The Chemical Reactivity of Krypton
Krypton (Kr), a chemical element with atomic number 36, belongs to Group 18 of the periodic table, known as the noble gases. This classification provides a significant clue to its chemical behaviour. Elements in this group are characterized by having a complete outer electron shell, which is an exceptionally stable electronic configuration. This stability means krypton has very little tendency to gain, lose, or share electrons with other atoms.
Interaction with Water and Air
Krypton exhibits extremely low chemical reactivity under normal conditions.
- With Water: Krypton does not react chemically with water. It is sparingly soluble in water, meaning a small amount can dissolve physically, but no chemical bonds are formed. The gas remains as discrete krypton atoms within the water.
- With Air: Krypton is a trace component of Earth’s atmosphere, constituting approximately one part per million (ppm) by volume. It does not react with nitrogen, oxygen, argon, or any other gases present in the air under typical atmospheric conditions. Its presence in the atmosphere over India, like anywhere else, is as an unreactive constituent.
Safety Profile: Toxicity, Radioactivity, and Flammability
The safety aspects of krypton are generally favourable under most circumstances.
- Toxicity: Krypton is considered a non-toxic gas. It does not participate in biological processes and is chemically inert within the body. However, like any inert gas (e.g., nitrogen, helium), krypton can act as a simple asphyxiant in high concentrations by displacing oxygen in the air, leading to oxygen deprivation. This is a physical, not chemical, hazard.
- Radioactivity: Naturally occurring krypton consists of several stable isotopes (e.g., Kr-80, Kr-82, Kr-83, Kr-84, Kr-86). These isotopes are not radioactive. However, some artificial isotopes of krypton, such as Krypton-85 (Kr-85), are produced as by-products of nuclear fission in reactors. Kr-85 is radioactive and undergoes beta decay, emitting radiation. These artificial isotopes require careful handling and disposal due to their radioactivity.
- Flammability: Krypton is a non-flammable gas. It does not burn and does not support combustion. It can be used in some lighting applications, such as high-performance incandescent bulbs or certain types of discharge lamps (like some airport runway lights), where its inertness and ability to reduce filament evaporation are beneficial.

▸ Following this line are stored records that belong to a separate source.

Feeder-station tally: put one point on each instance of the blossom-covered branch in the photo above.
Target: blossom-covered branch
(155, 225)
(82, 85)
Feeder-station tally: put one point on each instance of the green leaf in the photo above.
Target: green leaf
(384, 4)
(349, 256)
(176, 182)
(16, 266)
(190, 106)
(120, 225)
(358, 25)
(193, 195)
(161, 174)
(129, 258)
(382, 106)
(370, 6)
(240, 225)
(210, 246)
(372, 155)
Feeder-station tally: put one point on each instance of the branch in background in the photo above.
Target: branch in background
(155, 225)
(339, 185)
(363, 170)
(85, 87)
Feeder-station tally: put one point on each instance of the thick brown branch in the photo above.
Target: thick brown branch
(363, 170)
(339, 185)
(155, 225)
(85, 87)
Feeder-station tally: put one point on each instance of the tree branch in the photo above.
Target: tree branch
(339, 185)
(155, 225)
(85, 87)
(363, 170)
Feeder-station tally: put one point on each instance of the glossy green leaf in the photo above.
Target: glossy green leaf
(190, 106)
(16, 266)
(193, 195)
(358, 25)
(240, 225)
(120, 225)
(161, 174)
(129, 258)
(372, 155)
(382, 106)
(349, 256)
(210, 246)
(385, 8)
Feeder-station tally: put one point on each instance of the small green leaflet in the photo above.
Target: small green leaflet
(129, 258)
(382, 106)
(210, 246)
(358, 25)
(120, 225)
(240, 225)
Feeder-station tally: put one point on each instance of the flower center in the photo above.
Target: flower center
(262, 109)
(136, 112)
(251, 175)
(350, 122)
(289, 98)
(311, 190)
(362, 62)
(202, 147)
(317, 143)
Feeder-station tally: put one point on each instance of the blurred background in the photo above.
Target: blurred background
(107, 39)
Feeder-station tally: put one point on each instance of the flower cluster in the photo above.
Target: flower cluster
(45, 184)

Chemical Reactions of Krypton: Krypton Difluoride
Despite its general inertness, krypton can be forced to react under extreme conditions, particularly with highly electronegative elements like fluorine. The discovery of noble gas compounds in the 1960s was a significant scientific breakthrough, challenging the long-held belief of their complete inertness.
The most famous and well-studied chemical compound of krypton is Krypton Difluoride (KrF2).

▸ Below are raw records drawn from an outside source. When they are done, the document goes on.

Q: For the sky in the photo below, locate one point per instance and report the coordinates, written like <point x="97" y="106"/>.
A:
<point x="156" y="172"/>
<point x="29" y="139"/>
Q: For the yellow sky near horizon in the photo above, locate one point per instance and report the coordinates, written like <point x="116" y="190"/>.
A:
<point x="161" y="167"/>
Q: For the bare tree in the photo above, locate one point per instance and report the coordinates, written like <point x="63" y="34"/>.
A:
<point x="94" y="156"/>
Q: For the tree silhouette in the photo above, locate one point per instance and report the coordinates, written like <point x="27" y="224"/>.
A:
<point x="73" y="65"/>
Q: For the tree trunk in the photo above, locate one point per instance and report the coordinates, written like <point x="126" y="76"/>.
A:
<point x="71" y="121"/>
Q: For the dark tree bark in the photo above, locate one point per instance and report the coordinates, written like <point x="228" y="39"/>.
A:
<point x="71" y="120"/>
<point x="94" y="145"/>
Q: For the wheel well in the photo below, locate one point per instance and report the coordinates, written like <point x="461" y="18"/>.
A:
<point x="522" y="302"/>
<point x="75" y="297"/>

- Formation: Krypton difluoride is synthesized by subjecting a mixture of krypton gas and fluorine gas to conditions that provide significant energy input. This can be achieved through methods such as:
- Electrical discharge at low temperatures (e.g., -196 °C).
- Irradiation with ultraviolet light.
- Proton bombardment.
- Cooling a mixture of Kr and F2 below -150 °C.
- Reaction Equation: Under these specific, energy-intensive conditions, the reaction proceeds as: Kr (g) + F2 (g) → KrF2 (s)
- Properties: Krypton difluoride is a white crystalline solid that is stable only at low temperatures (below -30 °C). It is a powerful fluorinating agent, meaning it readily donates fluorine atoms to other substances. Its extreme reactivity makes it useful in specific chemical syntheses where highly potent fluorinating agents are required, but it is not a compound encountered in everyday life. Its existence demonstrates that even noble gases, under the right conditions, can form chemical bonds.